岡田、大串氏がパーティー中止 政治改革への影響回避―立民(2024年5月25日『時事通信』)
 立憲民主党岡田克也幹事長と大串博志選対委員長は25日、それぞれ予定していた政治資金パーティーを中止すると明らかにした。立民がパーティーを禁止する法案を衆院に提出していたことから、与野党から整合性を問う声が出ていた。
 岡田氏は27日に大阪府で開く予定だったが、青森市内で記者団に「通常の講演会に切り替え、既に振り込まれた代金を全て返済する」と表明。取りやめる理由として「政治改革法案の審議中で、微妙な時期に悪影響を与えてはいけないと考えた」と説明した。事実上の与野党対決となっている静岡県知事選の投開票が26日に控えていることにも言及した。

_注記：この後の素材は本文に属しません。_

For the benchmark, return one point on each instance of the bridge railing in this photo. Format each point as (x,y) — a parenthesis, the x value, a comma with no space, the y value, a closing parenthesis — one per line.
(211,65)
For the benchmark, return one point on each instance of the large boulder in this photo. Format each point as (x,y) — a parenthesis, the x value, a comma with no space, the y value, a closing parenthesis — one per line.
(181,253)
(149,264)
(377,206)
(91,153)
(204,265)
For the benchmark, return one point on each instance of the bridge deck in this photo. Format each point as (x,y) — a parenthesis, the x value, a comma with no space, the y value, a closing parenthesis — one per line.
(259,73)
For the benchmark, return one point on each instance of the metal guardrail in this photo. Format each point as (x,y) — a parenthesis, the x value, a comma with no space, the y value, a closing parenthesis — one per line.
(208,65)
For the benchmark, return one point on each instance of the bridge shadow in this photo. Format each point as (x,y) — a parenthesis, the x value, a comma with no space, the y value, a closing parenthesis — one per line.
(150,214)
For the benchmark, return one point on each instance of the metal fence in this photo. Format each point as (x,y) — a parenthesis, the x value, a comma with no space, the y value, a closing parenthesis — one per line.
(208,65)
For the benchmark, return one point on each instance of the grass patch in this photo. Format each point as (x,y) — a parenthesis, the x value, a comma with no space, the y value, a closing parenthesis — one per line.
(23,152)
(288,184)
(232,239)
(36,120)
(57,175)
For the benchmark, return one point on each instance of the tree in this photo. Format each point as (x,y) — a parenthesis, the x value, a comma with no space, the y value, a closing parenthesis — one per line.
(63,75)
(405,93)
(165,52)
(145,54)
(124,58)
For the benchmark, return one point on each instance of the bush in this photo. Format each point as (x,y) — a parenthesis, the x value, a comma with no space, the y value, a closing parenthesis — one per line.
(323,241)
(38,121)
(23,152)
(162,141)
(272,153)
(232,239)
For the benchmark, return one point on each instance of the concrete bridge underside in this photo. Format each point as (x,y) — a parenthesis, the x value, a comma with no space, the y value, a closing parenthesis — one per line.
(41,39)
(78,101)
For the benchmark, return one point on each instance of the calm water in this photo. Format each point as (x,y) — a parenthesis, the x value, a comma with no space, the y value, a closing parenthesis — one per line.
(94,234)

 大串氏は6月17日に東京で予定していたパーティーについて「後援会とも相談の上、開催しないこととした」とのコメントを発表した。

パーティー開催中止を 立民・小川氏「道義的責任ある」(2024年5月24日『時事通信』)
 立憲民主党小川淳也政調会長は24日のBS11の番組で、複数の同党幹部が政治資金パーティーの開催を予定していることに関し、「いち早くパーティーをやめる方向に向かうべきだ」と述べた。同党はパーティー開催を禁止する法案を提出しており、「成立していないとはいえ、法案をまとめた側の道義的、政治的責任は既に発生している」と指摘した。
 立民では、安住淳国対委員長が4月にパーティーを開き、岡田克也幹事長や大串博志選対委員長も予定している。与野党からは法案との整合性を問う声が出ている。